Again, we should be cautious about over-extrapolating from
these negative data. The justified conclusion is that there are no moderately
rare mutations segregating in the population that cause this disorder. These
findings do not rule out (or even speak to) the possibility that the disease is
caused by very rare mutations, specific instances of which would not be
replicated in a wider population sample.
Much larger sequencing studies will be required to resolve
this question. If, like intellectual disability, there are hundreds of genetic
loci where mutations can result in schizophrenia, then samples of thousands of
individuals will be required to find enough multiple hits to get good
statistical evidence for any specific gene (allowing for heterogeneity of
mutations at each locus).
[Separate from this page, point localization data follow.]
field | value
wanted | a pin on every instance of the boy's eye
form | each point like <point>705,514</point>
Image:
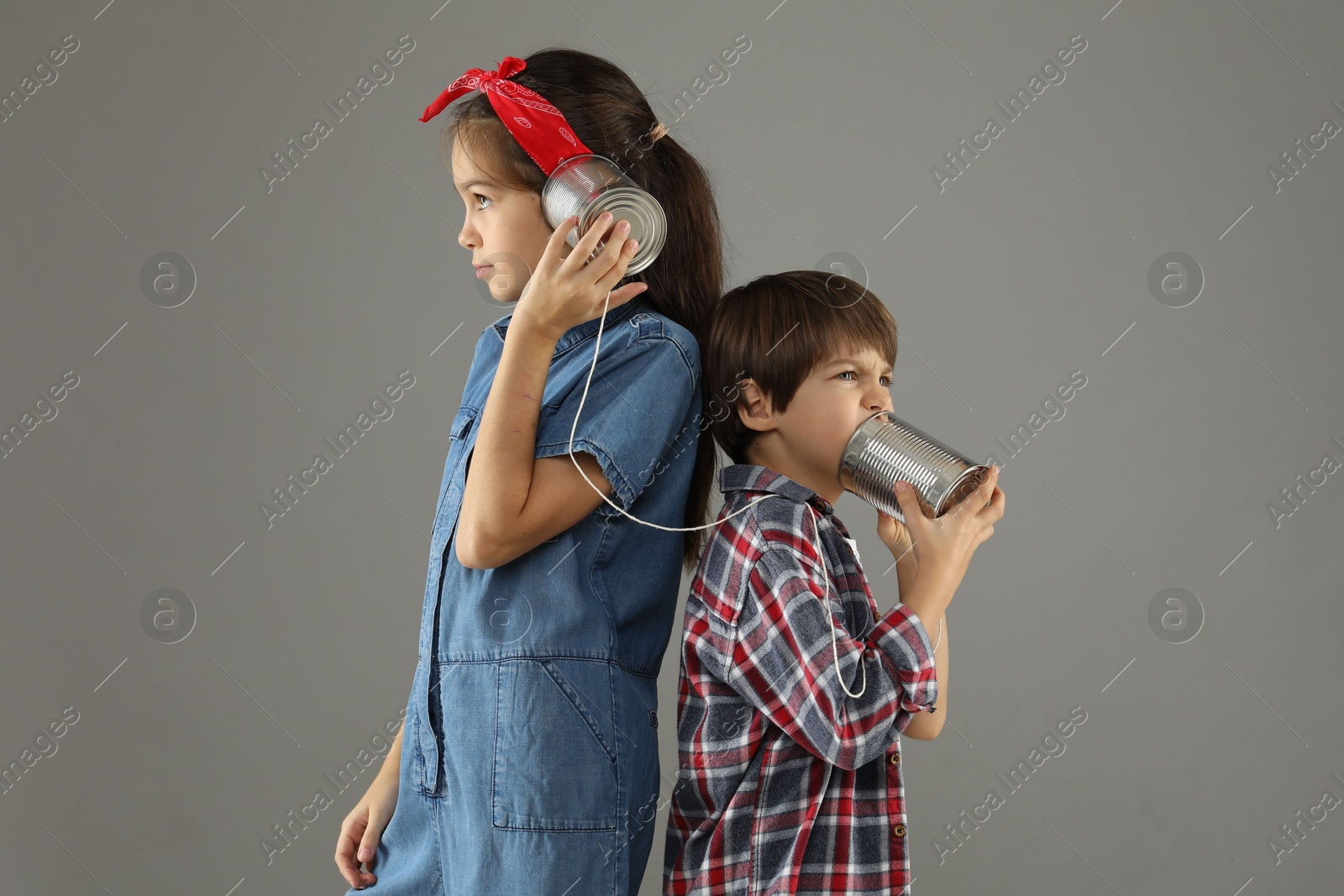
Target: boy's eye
<point>855,372</point>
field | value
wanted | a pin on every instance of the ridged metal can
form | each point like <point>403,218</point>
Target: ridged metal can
<point>588,186</point>
<point>886,449</point>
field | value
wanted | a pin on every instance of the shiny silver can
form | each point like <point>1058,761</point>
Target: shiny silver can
<point>588,186</point>
<point>886,449</point>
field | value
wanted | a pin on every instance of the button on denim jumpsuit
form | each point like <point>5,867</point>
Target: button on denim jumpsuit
<point>530,755</point>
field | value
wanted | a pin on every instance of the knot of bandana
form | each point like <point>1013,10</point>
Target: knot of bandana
<point>537,125</point>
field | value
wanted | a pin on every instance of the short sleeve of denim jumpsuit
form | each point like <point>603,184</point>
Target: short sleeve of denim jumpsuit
<point>530,755</point>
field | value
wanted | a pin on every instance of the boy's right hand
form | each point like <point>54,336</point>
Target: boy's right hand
<point>944,546</point>
<point>363,829</point>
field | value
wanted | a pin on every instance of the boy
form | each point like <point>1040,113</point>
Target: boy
<point>793,687</point>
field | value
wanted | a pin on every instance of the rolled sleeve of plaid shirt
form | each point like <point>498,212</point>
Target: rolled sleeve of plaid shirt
<point>784,663</point>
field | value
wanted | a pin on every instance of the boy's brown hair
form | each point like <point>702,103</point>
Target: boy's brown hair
<point>776,331</point>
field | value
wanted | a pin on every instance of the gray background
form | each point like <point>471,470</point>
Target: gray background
<point>1032,265</point>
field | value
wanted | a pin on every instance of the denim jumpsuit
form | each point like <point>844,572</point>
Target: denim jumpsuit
<point>530,758</point>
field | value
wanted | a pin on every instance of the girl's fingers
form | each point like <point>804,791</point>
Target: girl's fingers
<point>586,244</point>
<point>620,257</point>
<point>555,244</point>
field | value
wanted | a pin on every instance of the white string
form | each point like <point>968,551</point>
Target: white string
<point>826,578</point>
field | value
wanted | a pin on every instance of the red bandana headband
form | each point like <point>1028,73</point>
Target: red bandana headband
<point>538,127</point>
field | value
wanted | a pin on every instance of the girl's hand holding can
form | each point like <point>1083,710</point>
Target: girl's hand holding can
<point>568,291</point>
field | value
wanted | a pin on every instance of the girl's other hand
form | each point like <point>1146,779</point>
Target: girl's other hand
<point>363,829</point>
<point>568,291</point>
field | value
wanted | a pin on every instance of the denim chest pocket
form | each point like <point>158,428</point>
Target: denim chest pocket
<point>457,434</point>
<point>555,762</point>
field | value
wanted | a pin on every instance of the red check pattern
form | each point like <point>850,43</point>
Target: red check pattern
<point>788,785</point>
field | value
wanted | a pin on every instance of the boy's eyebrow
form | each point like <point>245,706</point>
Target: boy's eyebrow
<point>853,362</point>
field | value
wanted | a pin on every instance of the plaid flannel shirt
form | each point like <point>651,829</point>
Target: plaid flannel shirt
<point>786,785</point>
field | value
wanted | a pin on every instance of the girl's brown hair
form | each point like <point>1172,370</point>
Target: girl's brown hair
<point>611,114</point>
<point>776,331</point>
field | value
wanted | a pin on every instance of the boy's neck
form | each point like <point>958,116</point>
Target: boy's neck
<point>827,486</point>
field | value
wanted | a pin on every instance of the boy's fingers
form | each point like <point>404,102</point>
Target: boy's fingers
<point>909,500</point>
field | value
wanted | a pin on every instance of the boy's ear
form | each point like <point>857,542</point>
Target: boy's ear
<point>754,407</point>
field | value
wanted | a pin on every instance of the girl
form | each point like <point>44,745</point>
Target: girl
<point>528,758</point>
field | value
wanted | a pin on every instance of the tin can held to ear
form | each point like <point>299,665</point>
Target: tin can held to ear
<point>886,449</point>
<point>588,186</point>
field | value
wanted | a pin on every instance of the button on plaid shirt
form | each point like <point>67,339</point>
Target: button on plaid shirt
<point>786,785</point>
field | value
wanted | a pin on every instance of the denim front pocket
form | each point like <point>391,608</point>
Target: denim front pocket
<point>554,746</point>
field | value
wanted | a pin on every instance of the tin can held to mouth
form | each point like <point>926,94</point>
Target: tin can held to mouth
<point>886,449</point>
<point>588,186</point>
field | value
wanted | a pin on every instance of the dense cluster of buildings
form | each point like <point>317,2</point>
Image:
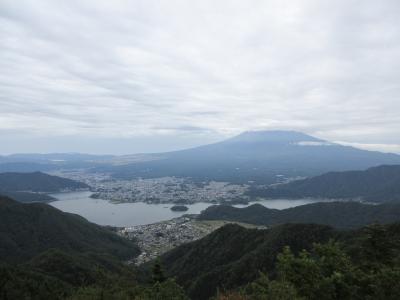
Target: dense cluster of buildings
<point>158,190</point>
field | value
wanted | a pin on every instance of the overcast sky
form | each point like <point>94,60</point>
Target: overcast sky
<point>149,76</point>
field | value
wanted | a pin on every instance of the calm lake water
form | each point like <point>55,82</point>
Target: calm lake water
<point>128,214</point>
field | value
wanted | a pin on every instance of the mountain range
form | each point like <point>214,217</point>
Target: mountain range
<point>335,214</point>
<point>377,184</point>
<point>260,157</point>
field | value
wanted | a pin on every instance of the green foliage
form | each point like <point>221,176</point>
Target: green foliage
<point>27,230</point>
<point>158,272</point>
<point>233,256</point>
<point>378,184</point>
<point>328,272</point>
<point>343,215</point>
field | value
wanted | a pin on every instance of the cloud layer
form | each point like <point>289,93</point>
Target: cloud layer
<point>204,70</point>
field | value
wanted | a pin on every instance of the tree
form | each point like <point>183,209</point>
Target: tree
<point>158,272</point>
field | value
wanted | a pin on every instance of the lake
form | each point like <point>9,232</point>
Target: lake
<point>104,212</point>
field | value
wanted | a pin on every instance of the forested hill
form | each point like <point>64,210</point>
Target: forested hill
<point>359,264</point>
<point>37,182</point>
<point>48,254</point>
<point>378,184</point>
<point>233,255</point>
<point>335,214</point>
<point>29,229</point>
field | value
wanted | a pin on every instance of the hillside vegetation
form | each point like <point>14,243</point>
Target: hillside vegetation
<point>335,214</point>
<point>378,184</point>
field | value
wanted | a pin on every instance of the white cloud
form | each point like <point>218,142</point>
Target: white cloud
<point>140,68</point>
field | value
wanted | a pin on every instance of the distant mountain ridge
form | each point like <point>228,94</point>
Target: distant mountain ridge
<point>377,184</point>
<point>32,187</point>
<point>335,214</point>
<point>29,229</point>
<point>257,157</point>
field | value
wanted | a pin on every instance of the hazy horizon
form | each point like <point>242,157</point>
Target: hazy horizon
<point>126,77</point>
<point>370,147</point>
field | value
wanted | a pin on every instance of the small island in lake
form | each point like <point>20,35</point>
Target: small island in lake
<point>179,208</point>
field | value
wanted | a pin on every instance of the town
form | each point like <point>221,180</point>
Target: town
<point>159,190</point>
<point>158,238</point>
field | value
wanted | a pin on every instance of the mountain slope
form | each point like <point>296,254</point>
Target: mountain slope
<point>378,184</point>
<point>256,156</point>
<point>37,182</point>
<point>27,230</point>
<point>232,255</point>
<point>335,214</point>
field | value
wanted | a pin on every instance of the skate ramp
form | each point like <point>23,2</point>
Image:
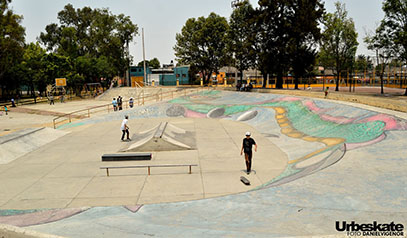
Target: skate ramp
<point>163,137</point>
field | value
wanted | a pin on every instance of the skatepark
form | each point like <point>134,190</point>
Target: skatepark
<point>318,161</point>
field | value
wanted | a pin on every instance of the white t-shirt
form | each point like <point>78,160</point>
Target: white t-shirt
<point>124,123</point>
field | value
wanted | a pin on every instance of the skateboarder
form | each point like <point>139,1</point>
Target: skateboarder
<point>125,127</point>
<point>114,103</point>
<point>248,142</point>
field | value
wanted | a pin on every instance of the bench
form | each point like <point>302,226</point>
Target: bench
<point>126,157</point>
<point>148,167</point>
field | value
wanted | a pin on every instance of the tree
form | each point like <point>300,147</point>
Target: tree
<point>339,41</point>
<point>32,68</point>
<point>12,38</point>
<point>395,21</point>
<point>305,34</point>
<point>202,43</point>
<point>363,63</point>
<point>240,37</point>
<point>273,38</point>
<point>91,34</point>
<point>383,45</point>
<point>154,63</point>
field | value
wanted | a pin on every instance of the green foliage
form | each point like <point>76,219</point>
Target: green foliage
<point>85,35</point>
<point>383,44</point>
<point>241,37</point>
<point>363,63</point>
<point>395,23</point>
<point>202,43</point>
<point>154,63</point>
<point>339,41</point>
<point>11,47</point>
<point>305,34</point>
<point>287,37</point>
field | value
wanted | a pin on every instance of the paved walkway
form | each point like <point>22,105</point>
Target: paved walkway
<point>338,161</point>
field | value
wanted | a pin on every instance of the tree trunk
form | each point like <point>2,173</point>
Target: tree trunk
<point>264,80</point>
<point>296,81</point>
<point>337,82</point>
<point>381,84</point>
<point>279,83</point>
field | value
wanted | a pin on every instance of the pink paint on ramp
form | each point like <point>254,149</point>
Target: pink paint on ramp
<point>358,145</point>
<point>340,120</point>
<point>40,217</point>
<point>391,123</point>
<point>133,209</point>
<point>193,114</point>
<point>311,106</point>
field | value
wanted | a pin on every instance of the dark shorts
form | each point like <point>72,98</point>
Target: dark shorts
<point>249,154</point>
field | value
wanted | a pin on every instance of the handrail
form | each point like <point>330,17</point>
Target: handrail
<point>140,101</point>
<point>148,167</point>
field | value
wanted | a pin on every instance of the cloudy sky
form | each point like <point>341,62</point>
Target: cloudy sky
<point>162,19</point>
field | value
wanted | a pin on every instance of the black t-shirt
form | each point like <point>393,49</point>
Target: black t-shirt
<point>247,144</point>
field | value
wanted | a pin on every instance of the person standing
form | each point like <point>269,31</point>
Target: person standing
<point>125,127</point>
<point>120,102</point>
<point>114,103</point>
<point>326,92</point>
<point>131,102</point>
<point>13,103</point>
<point>248,142</point>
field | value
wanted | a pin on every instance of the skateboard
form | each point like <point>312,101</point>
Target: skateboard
<point>244,180</point>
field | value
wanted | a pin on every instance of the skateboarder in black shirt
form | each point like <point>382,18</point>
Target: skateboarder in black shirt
<point>247,148</point>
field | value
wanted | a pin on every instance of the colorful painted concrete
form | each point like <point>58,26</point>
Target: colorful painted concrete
<point>345,163</point>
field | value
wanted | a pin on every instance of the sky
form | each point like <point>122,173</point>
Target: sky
<point>162,19</point>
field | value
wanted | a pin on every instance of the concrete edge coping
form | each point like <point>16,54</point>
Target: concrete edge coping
<point>400,114</point>
<point>9,231</point>
<point>14,137</point>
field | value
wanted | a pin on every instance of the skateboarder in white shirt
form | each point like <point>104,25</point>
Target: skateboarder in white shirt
<point>125,127</point>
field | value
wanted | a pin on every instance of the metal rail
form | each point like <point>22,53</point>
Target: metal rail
<point>159,96</point>
<point>148,167</point>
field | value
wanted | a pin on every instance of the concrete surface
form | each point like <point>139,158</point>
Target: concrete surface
<point>343,162</point>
Such studies will emerge over the next couple of
years and we will then be in a position to see how much more complicated our
model needs to be. If even these larger studies fail to collar specific
culprits, then we will have to figure out ways to resolve more complex genetic
interactions that can explain the heritability of the disorder. For now, there are
no grounds to reject the working model of extreme genetic heterogeneity with a
primary, causal mutation in most cases.